Study: Cocaine, Pharmaceuticals and Pesticides Found in River Wildlife

In addition to micro-plastics, our drugs and pesticides are contaminating freshwater shrimp and other river wildlife, new study finds

Freshwater shrimp and other river animals contain pharmaceuticals, pesticides and illicit drugs like cocaine and ketamine, according to a study published in Environment International this week.

A team of researchers from King’s College London collected samples from 20 different sites across the county of Suffolk in and found a wide array of chemicals.

Cocaine was found in all samples tested. Ketamine, pesticides and pharmaceuticals were also widespread in the shrimp collected.

At least one of the pesticides detected — fenuron — has been banned in the UK for decades.

“The presence of pesticides which have long been banned in the UK also poses a particular challenge, as the sources of these remain unclear,” said Dr. Leon Barron from King’s College London.
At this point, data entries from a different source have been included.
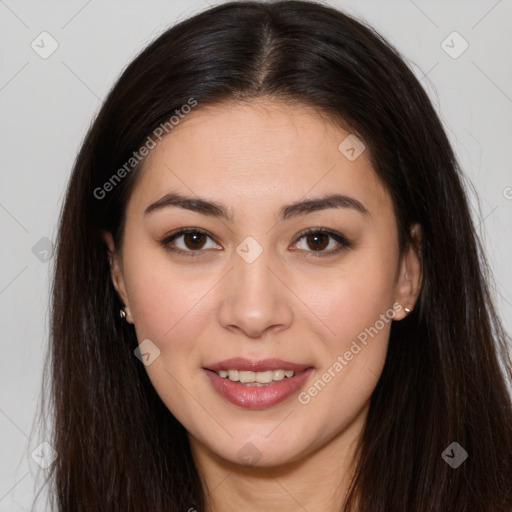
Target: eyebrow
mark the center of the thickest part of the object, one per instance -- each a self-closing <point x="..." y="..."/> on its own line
<point x="215" y="209"/>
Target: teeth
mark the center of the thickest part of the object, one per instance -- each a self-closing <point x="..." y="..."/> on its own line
<point x="265" y="377"/>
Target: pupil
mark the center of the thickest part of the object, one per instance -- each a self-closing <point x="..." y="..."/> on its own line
<point x="316" y="238"/>
<point x="195" y="237"/>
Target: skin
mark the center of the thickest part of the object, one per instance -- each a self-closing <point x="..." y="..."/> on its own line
<point x="289" y="304"/>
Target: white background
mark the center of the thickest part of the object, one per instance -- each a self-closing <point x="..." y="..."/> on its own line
<point x="47" y="104"/>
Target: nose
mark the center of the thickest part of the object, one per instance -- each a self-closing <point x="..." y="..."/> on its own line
<point x="255" y="298"/>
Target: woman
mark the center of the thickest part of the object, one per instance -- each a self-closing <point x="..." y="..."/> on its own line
<point x="268" y="292"/>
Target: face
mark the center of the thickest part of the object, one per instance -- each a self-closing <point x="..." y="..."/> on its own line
<point x="253" y="294"/>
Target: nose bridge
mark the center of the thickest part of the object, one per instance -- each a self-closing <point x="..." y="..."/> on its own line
<point x="254" y="298"/>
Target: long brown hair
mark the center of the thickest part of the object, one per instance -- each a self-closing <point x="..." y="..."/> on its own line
<point x="119" y="447"/>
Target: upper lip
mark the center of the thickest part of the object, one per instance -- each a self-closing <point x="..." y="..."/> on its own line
<point x="260" y="365"/>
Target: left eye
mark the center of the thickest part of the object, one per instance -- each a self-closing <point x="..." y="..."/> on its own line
<point x="317" y="241"/>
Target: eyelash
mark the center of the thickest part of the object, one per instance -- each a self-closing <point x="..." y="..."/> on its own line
<point x="338" y="237"/>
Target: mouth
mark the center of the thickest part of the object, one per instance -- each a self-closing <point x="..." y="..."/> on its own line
<point x="257" y="384"/>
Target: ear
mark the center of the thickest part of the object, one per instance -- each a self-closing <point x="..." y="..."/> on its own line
<point x="116" y="273"/>
<point x="409" y="273"/>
Pharmaceuticals and illicit drugs end up in rivers because millions of people flush them down the toilet even though septic and sewage systems are not equipped to filter them. Pesticides and herbicides are flushed into streams and rivers every time it rains.

“Environmental health has attracted much attention from the public due to challenges associated with climate change and microplastic pollution,” said Professor Nic Bury from the University of Suffolk.

“However, the impact of ‘invisible’ chemical pollution on wildlife health needs more focus.”